中学生のときに、1学年の下に、周囲から「チョン」と呼ばれている後輩がいた。
別の後輩たちが彼のことを親しげに「チョン」と呼んでいたので、「ちょっとまずいかもしれへんから訊(き)くんやけど、なんで、チョンって呼んどるん?」と訊(き)いてみた。
ほかの後輩たちの答えは、それが本当なのかどうかは判然とはしなかったが、みんながそう呼んでいるから、というものであった。
さて、チョンと呼ばれていた少年は、実際のところ、日本国籍ではないが、所謂(いわゆる)、通名(つうめい)というか、日本人名というか、そういうものを形式的には名乗っていた。もしかすると、彼の本名の原語読みがチョンだったのかもしれないが、わからない。
後輩たちを見ていると、チョンと呼んでいるからといっても、仲違(なかたが)いや差別心があるわけでもないようで、じつに仲よしだった。
「おーい、チョーン!」
「おう、〇〇! なんやぁ!」
そんな感じだった。
そんなふうに呼ばれている後輩は、すこぶる大柄(おおがら)で、中学2年生の時点で180センチメートル近くはあったと記憶している。

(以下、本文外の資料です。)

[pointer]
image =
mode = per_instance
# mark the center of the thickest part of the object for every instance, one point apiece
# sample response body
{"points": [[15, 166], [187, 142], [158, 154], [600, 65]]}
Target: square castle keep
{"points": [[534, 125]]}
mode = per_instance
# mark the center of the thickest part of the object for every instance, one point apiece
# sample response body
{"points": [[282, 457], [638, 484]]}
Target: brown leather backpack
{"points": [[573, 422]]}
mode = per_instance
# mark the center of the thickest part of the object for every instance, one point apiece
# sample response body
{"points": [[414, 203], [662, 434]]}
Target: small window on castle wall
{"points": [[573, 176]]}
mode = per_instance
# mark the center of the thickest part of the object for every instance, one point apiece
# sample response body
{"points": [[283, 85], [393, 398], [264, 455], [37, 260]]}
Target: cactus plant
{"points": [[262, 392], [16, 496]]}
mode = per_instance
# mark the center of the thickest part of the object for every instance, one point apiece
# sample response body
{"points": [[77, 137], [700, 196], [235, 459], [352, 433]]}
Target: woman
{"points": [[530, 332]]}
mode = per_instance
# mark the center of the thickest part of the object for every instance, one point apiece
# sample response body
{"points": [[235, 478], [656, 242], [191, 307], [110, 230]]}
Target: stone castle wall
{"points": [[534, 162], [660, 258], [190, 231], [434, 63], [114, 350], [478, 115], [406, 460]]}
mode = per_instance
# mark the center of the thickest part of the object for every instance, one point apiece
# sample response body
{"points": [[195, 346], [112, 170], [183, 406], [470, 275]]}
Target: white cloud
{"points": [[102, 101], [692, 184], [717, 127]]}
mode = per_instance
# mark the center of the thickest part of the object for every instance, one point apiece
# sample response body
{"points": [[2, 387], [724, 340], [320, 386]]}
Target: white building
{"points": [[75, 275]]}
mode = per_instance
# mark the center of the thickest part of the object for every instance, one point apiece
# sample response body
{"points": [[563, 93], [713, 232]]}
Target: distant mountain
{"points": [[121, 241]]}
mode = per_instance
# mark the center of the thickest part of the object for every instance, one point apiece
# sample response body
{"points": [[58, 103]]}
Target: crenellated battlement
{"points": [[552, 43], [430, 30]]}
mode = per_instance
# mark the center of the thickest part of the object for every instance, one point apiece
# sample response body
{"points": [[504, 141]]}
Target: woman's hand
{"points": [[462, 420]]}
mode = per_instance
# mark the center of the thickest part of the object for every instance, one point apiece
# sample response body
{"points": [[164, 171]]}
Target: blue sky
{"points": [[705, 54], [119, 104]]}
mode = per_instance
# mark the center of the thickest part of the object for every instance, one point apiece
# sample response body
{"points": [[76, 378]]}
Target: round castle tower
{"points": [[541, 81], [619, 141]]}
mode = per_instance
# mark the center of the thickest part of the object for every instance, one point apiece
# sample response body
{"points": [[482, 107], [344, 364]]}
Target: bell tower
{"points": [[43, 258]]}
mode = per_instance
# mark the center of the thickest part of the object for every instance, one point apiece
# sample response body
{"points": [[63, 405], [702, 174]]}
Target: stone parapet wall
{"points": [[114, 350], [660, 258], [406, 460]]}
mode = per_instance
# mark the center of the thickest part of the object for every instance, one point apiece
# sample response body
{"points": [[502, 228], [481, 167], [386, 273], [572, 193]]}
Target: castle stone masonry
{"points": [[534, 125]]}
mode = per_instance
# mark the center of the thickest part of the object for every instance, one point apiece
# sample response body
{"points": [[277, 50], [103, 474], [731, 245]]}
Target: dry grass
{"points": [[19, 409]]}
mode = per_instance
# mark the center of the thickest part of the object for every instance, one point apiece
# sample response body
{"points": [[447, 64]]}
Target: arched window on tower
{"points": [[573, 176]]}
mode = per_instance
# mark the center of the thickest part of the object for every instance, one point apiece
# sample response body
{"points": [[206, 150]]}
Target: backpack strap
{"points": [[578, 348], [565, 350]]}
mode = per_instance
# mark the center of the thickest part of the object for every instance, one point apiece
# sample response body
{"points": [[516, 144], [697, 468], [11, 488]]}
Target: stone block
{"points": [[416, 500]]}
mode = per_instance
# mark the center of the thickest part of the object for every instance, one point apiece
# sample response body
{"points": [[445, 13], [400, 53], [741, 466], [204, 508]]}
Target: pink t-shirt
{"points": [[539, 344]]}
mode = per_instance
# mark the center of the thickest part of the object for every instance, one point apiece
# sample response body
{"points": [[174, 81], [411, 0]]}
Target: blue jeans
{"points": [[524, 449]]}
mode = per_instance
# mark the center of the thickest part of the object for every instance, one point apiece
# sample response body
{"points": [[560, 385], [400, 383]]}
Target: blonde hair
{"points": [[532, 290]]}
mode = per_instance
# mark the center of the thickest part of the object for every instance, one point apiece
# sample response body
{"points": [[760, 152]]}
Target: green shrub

そして、体格のよい人間によく見られるように、おおらかな性格だった。
それにしても、仲よしなのに、チョンと呼んでいるという光景は、当時でも、ちょっと不思議な感じがしていた。けれども、そう呼ぶのを禁ずるのもなあ、と思っていた。多少なりとも心理学の書籍を読んだ今では、仲よくしているにもかかわらず、そんなふうに呼ぶのを断固として禁ずる場合、ある特定の国籍の者に対する差別・偏見がある者であるということになるようなので、禁ずることをしなかった自分は、そういった差別・偏見がないという傍証(ぼうしょう)になるのではないかと考えている。
でも、やっぱり、不思議な光景だったなあ。